One must have had far less discernment than she not to have felt
instinctively that the great bulk of human conventions would shrivel
and vanish before they could come this far across the desert lands.
Besides, the man standing over her looked straight and honestly into
her eyes and for a little she glimpsed again the youth of him veiled by
the sternness his life had set into his soul and upon his face.

"It is kind of you to have pity upon me in my isolation," she answered
lightly and without hesitation. "And, to tell the truth, I never was
so terribly lonesome in all my life."

He made two trips back and forth to bring his plate and coffee cup and
auxiliary sauce dishes and plated silver, while she wondered idly that
he did not instruct the Indian girl to perform the service for him.
Even then she half formulated the thought that it was much more natural
for this man to do for himself what he wanted than for him to sit down
to be waited upon. A small matter, no doubt; but then mountains are
made up of small particles and character of just such small
characteristics as this.

During the half hour which they spent together over their meal they got
to know each other rather better than chance acquaintances are likely
to do in so brief a time. For from the moment of Norton's coming to
her table the bars were down between them. She was plainly eager to
supplement Ignacio Chavez's information of "_la gente_" of San Juan
and its surrounding country, evincing a curiosity which he readily
understood to be based upon the necessities of her profession. In
return for all that he told her she sketchily spoke of her own plans,
very vague plans, to be sure, she admitted with one of her quick, gay
smiles. She had come prepared to accept what she found, she was
playing no game of hide-and-seek with her destiny, but had wandered
thus far from the former limits of her existence to meet life half way,
hoping to do good for others, a little imperiously determined to
achieve her own measure of success and happiness.

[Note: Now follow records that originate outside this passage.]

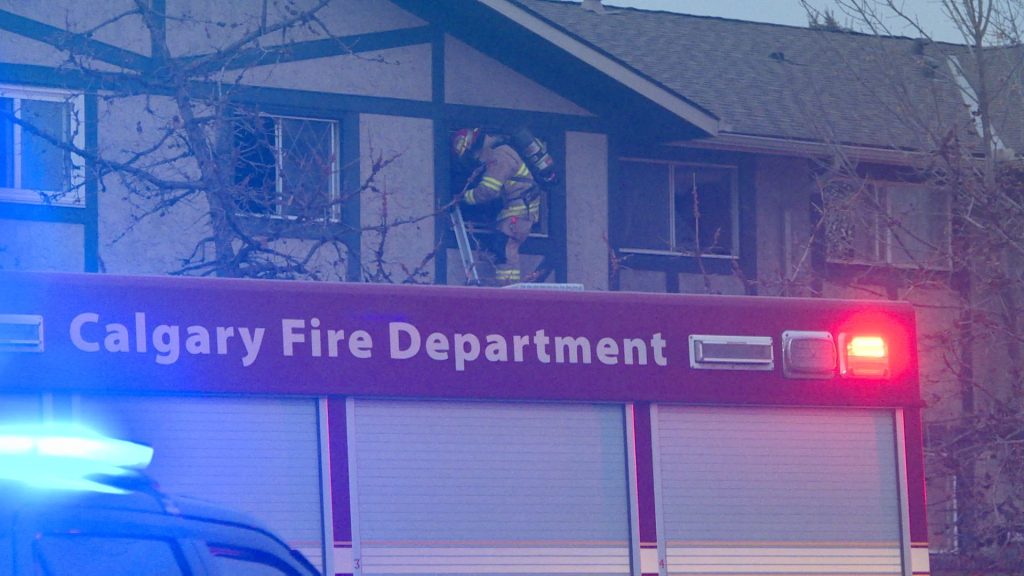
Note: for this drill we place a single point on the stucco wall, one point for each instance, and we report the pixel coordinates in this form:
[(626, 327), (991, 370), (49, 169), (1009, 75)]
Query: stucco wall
[(400, 198), (46, 246), (198, 27), (108, 22), (783, 192), (587, 206), (472, 78), (398, 73), (132, 238)]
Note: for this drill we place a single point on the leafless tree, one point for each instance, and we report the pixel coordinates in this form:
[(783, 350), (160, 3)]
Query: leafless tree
[(200, 148), (972, 354)]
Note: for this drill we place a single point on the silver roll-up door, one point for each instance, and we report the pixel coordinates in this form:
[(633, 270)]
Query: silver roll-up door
[(778, 491), (260, 456), (488, 488)]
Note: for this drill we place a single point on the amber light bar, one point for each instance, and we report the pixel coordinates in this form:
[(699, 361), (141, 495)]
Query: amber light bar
[(863, 356)]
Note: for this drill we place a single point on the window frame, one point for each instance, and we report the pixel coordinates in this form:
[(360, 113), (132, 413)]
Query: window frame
[(884, 242), (734, 216), (280, 192), (75, 132)]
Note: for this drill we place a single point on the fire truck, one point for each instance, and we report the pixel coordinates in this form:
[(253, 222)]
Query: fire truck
[(433, 429)]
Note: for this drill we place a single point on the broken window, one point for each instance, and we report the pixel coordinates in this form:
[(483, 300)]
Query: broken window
[(676, 207), (37, 130), (287, 167), (901, 224)]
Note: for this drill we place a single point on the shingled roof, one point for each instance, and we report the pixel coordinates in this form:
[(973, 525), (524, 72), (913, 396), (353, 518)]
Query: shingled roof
[(780, 82)]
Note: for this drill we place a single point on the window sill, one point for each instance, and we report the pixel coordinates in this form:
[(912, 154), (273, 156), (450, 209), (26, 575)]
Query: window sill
[(675, 254)]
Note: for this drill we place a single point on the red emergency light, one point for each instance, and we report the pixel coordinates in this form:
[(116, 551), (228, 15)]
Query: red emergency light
[(863, 356)]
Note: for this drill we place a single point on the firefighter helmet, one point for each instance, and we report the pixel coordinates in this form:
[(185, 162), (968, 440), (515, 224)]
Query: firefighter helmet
[(464, 141)]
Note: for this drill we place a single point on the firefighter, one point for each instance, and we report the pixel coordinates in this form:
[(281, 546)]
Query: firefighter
[(507, 178)]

From the beginning each was ready, perhaps more than ready, to like the
other. Her eyes, whether they smiled or grew suddenly grave, pleased
him; always were they fearless. He sensed that beneath the external
soft beauty of a very lovely young woman there was a spirit of
hardihood in every sense worthy of the success which she had planned
bare-handed to make for herself, and in the man's estimation no quality
stood higher than a superb independence. On her part, there was first
a definite surprise, then a glow of satisfaction that in this virile
arm of the law there was nothing of the blusterer. She set him down as
a quiet gentleman first, as a sheriff next. She enjoyed his low,
good-humored laugh and laughed back with him, even while she
experienced again the unaccustomed thrill at the sheer physical bigness
of him, the essentially masculine strength of a hardy son of the
southwestern outdoors. Not once had he referred to the affair at the
Casa Blanca or to his part in it; not a question did she ask him
concerning it. He told himself that so utterly human, so perfectly
feminine a being as she must be burning with curiosity; she marvelled
that he could think, speak of anything else. When together they rose
from the table they were alike prepared, should circumstance so direct,
to be friends.

She was going now to call upon the Engles. She had told him that she
had a letter to Mrs. Engle from a common friend in Richmond.

"I don't want to appear to be riding too hard on your trail," he smiled
at her. "But I was planning dropping in on the Engles myself this
evening. They're friends of mine, you know."

She laughed, and as they left the hotel, propounded a riddle for him to
answer: Should Mr. Norton introduce her to Mrs. Engle so that she might
present her letter, or, after the letter was presented, should Mrs.
Engle introduce her to Mr. Norton?

It did not suggest itself to her until they had passed from the street,
through the cottonwoods and into the splendid living-room of the Engle
home, that her escort was not dressed as she had imagined all civilized
mankind dressed for a call. Walking through the primitive town his
boots and soft shirt and travel-soiled hat had been in too perfect
keeping with the environment for her to be more than pleasurably
conscious of them.

At the Engles', however, his garb struck her for a moment of the first
shock of contrast, as almost grotesquely out of place.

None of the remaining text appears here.